One of the health workers treating a Liberian patient who died of Ebola at the Texas Health Presbyterian hospital last week has tested positive for the hemorrhagic fever virus. This new case raises serious concern about the United States medical guidelines which should, in theory, stop the spread of the virus. Authorities are now investigating whether these guidelines were respected.
The infected health worker is a woman, however, authorities have refused to name her. She is believed to be the first U.S. citizen to contract the disease on U.S. soil. According to health officials, the new patient had been wearing special protective equipment when working with Thomas Eric Duncan, the Liberian patient who died on Wednesday after being exposed to the deadly illness in West Africa. He only developed the illness after entering the U.S.

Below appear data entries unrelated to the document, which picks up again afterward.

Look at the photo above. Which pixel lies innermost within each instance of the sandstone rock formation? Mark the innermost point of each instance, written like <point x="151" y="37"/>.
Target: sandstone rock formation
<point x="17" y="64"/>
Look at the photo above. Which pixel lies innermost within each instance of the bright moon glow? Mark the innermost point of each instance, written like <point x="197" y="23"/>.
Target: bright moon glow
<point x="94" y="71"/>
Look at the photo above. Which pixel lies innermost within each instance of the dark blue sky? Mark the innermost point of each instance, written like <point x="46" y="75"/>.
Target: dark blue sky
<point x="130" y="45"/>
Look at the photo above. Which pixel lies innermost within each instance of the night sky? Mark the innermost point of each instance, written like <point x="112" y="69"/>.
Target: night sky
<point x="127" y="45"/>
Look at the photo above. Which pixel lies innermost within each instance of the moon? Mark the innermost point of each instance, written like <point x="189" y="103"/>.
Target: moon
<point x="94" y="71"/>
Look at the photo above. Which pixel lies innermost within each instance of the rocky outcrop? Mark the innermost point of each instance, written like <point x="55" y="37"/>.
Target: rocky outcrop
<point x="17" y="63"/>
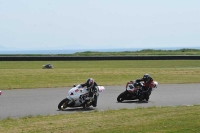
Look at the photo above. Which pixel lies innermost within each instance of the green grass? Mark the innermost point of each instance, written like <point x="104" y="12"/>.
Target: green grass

This new case in Texas indicates a serious professional lapse and suggests that other workers at the hospital may also be infected.
“We don’t know what occurred in the care of the index patient, the original patient, in Dallas, but at some point there was a breach in protocol, and that breach in protocol resulted in this infection”
said Dr. Thomas Frieden, director of the U.S. Centers for Disease Control and Prevention.
Authorities explain that the woman was in close contact with Duncan. Preliminary tests reveal that the viral levels in the worker’s blood are low but not neglijable, however, the CDC will repeat the test to confirm the results.
“We are evaluating other potential healthcare worker exposures because if this individual was exposed, which they were, it is possible that other individuals were exposed,”
The CDC director announced that this situation only suggests that in the future, new cases may arise.
“Unfortunately it is possible in the coming days that we will see additional cases of Ebola,”
Frieden told reporters.
There is only one contact of the infected health worker that experts have identified by now and that contact is currently being monitored. CDC director, Dr. Thomas Frieden, notes that invasive medical measures (such as intubation, mechanical ventilation or dialysis) pose an extremely high risk for transmission of the virus.
Duncan’s body was cremated, and the isolation unit where he was held for 11 days is also being decontaminated, however, the CDC is now concerned about the 50 people who attended to Duncan’s medical care. Until now, none of these health workers have shown any symptoms, health officials claim.